Migrating to Specmatic Enterprise
This guide helps you migrate from legacy commercial Specmatic artifacts (viz. openapi, asyncapi, studio, grpc and graphql) to the unified Specmatic Enterprise artifact.
For a broader migration path (including send-report migration and config v2 to v3),
see the Migration Guide.
What changed
All legacy artifacts have moved into a single artifact and image:
- New Maven/Gradle coordinates:
io.specmatic.enterprise:executable - New Docker image:
specmatic/enterprise
Why change
Moving to the unified enterprise artifact helps you by:
- Reducing dependency and image sprawl across OpenAPI/AsyncAPI/Studio/gRPC/GraphQL.
- Simplifying upgrades and governance with a single version, artifact, and image to track.
- Standardizing tooling and behavior across protocol-specific workflows.
- Simplifying onboarding and licensing with one artifact and image to learn and manage.
- Letting multi-protocol applications use a single artifact and image, and receive new features across protocols at once.
Quick before/after
Docker (example):
docker run --rm specmatic/specmatic-openapi test contract.yaml
docker run --rm specmatic/enterprise test contract.yaml
Maven/Gradle (example): replace any legacy coordinates with io.specmatic.enterprise:executable.
Artifact mapping
Replace each legacy artifact with the new unified artifact:
Maven/Gradle coordinates
| Module | Legacy coordinates | New coordinates |
|---|---|---|
| Specmatic OpenAPI | io.specmatic.openapi:specmatic-openapi | io.specmatic.enterprise:executable |
| Specmatic AsyncAPI | io.specmatic.async:specmatic-async | io.specmatic.enterprise:executable |
| Specmatic gRPC | io.specmatic.grpc:specmatic-grpc | io.specmatic.enterprise:executable |
| Specmatic GraphQL | io.specmatic.graphql:specmatic-graphql | io.specmatic.enterprise:executable |
Docker images
| Module | Legacy image | New image |
|---|---|---|
| Specmatic OpenAPI | specmatic/specmatic-openapi | specmatic/enterprise |
| Specmatic AsyncAPI | specmatic/specmatic-async | specmatic/enterprise |
| Specmatic Studio | specmatic/studio | specmatic/enterprise |
| Specmatic gRPC | specmatic/specmatic-grpc | specmatic/enterprise |
| Specmatic GraphQL | specmatic/specmatic-graphql | specmatic/enterprise |
JUnit runner update
If your tests used Junit integration, your "ContractTest" implemented a JUnit Runner interface from the legacy artifact. Replace it with the simplified interface:
Interface mapping
| Module | Old interface(s) | New interface |
|---|---|---|
| Specmatic OpenAPI | io.specmatic.test.SpecmaticJUnitSupport or io.specmatic.test.SpecmaticContractTest | io.specmatic.enterprise.SpecmaticContractTest |
| Specmatic AsyncAPI | io.specmatic.async.test.SpecmaticAsyncContractTest | io.specmatic.enterprise.SpecmaticContractTest |
| Specmatic gRPC | io.specmatic.grpc.junit.SpecmaticGrpcContractTest | io.specmatic.enterprise.SpecmaticContractTest |
| Specmatic GraphQL | io.specmatic.graphql.test.SpecmaticGraphQLContractTest | io.specmatic.enterprise.SpecmaticContractTest |
SpecmaticContractTest is a marker interface (no methods to implement). It automatically starts Specmatic mocks and runs your contract tests,
so no extra Specmatic configuration is required. If your test class manually sets up mocks/stubs, remove that code when migrating.

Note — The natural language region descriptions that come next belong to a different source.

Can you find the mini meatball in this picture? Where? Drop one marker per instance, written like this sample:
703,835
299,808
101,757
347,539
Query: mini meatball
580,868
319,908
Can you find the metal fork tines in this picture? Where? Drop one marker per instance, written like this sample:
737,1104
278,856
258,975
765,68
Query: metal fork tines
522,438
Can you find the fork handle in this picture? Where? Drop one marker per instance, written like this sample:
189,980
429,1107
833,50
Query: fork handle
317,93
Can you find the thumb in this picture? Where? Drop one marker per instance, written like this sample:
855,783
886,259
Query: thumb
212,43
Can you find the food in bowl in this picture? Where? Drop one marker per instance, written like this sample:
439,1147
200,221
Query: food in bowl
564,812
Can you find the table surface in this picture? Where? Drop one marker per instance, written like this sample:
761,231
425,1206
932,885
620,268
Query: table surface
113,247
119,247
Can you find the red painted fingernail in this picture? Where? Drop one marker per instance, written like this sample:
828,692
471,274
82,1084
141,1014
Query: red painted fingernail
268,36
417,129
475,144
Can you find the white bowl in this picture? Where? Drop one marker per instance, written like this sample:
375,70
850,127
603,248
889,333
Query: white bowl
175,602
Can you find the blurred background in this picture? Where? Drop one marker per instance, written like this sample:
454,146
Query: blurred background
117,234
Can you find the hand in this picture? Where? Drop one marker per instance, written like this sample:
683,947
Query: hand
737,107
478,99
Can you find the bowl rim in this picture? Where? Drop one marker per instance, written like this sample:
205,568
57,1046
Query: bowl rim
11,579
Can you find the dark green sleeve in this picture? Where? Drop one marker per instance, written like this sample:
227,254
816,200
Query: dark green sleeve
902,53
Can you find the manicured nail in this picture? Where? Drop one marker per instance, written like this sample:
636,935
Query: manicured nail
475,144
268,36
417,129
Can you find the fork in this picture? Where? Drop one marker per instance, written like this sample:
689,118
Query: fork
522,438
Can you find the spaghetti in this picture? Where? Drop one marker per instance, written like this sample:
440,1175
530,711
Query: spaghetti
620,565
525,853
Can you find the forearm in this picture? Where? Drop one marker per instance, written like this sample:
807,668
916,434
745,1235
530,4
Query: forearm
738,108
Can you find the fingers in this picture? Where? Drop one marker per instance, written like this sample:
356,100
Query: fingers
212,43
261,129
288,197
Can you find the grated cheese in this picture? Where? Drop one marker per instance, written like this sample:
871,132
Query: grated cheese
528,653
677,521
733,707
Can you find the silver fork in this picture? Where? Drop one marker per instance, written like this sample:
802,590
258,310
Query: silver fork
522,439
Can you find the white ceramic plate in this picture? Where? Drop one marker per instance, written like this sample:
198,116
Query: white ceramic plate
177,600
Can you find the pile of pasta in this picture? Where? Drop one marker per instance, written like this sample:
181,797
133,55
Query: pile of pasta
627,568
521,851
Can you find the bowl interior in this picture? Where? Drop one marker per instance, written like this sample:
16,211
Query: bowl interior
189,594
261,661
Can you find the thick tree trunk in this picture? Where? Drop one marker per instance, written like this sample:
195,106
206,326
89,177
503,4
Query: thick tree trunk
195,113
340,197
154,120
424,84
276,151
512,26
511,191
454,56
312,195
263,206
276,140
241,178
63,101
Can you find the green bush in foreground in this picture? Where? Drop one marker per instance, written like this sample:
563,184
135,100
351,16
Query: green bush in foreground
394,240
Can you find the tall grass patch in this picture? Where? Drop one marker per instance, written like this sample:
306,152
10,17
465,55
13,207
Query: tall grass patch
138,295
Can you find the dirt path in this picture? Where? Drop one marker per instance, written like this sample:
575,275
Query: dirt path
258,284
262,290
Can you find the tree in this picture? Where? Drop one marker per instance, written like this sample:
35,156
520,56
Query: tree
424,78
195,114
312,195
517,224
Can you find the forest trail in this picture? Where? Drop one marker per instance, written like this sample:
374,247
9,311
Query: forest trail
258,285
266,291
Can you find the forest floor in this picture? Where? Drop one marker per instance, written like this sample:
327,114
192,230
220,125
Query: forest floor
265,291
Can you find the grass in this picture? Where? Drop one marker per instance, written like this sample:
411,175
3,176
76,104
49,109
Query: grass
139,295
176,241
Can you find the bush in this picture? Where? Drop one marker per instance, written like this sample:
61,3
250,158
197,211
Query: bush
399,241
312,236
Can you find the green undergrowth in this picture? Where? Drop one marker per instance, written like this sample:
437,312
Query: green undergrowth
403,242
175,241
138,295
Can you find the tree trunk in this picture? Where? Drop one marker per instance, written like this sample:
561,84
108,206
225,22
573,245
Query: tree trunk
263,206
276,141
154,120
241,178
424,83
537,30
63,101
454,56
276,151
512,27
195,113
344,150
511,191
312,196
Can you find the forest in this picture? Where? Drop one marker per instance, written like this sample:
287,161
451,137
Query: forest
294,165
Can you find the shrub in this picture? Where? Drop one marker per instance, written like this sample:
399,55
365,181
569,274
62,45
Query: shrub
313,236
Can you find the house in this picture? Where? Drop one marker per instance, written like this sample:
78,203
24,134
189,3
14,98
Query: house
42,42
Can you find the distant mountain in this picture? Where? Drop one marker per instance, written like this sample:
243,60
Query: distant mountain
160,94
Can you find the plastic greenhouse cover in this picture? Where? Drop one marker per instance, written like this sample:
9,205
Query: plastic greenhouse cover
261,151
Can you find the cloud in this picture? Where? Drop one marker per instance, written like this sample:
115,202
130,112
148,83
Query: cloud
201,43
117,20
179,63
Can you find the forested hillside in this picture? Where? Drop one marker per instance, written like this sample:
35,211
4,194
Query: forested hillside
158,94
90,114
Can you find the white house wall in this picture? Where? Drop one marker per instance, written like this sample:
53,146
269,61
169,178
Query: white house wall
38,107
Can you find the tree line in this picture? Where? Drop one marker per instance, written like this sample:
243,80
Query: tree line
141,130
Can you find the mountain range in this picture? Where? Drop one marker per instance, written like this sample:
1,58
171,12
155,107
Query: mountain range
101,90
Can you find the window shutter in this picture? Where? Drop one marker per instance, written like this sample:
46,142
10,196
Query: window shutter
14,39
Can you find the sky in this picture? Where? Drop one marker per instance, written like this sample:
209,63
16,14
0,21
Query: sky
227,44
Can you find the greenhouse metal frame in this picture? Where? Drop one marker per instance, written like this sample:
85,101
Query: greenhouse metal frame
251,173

In some environments, mocks may bind to random ports (when depending on multiple specs);
use Specmatic configuration version 3 to improve per-mock port binding. Your existing JUnit annotations will continue to work:
- Maven
- Gradle
<dependency>
<groupId>io.specmatic.enterprise</groupId>
<artifactId>executable</artifactId>
<version>1.4.0</version>
<scope>test</scope>
</dependency>
<dependency>
<groupId>org.junit.jupiter</groupId>
<artifactId>junit-jupiter</artifactId>
<version>5.8.2</version>
<scope>test</scope>
</dependency>
dependencies {
testImplementation("io.specmatic.enterprise:executable:1.4.0")
testImplementation("org.junit.jupiter:junit-jupiter:5.8.2")
}
- Java
- Kotlin
import io.specmatic.enterprise.SpecmaticContractTest;
public class ContractTest implements SpecmaticContractTest {
// Leave the class body empty - no methods to implement.
// You may add setup/teardown methods if needed by your application setup, but they are not required.
}
import io.specmatic.enterprise.SpecmaticContractTest
class ContractTest : SpecmaticContractTest {
// Leave the class body empty - no methods to implement.
// You may add setup/teardown methods if needed by your application setup, but they are not required.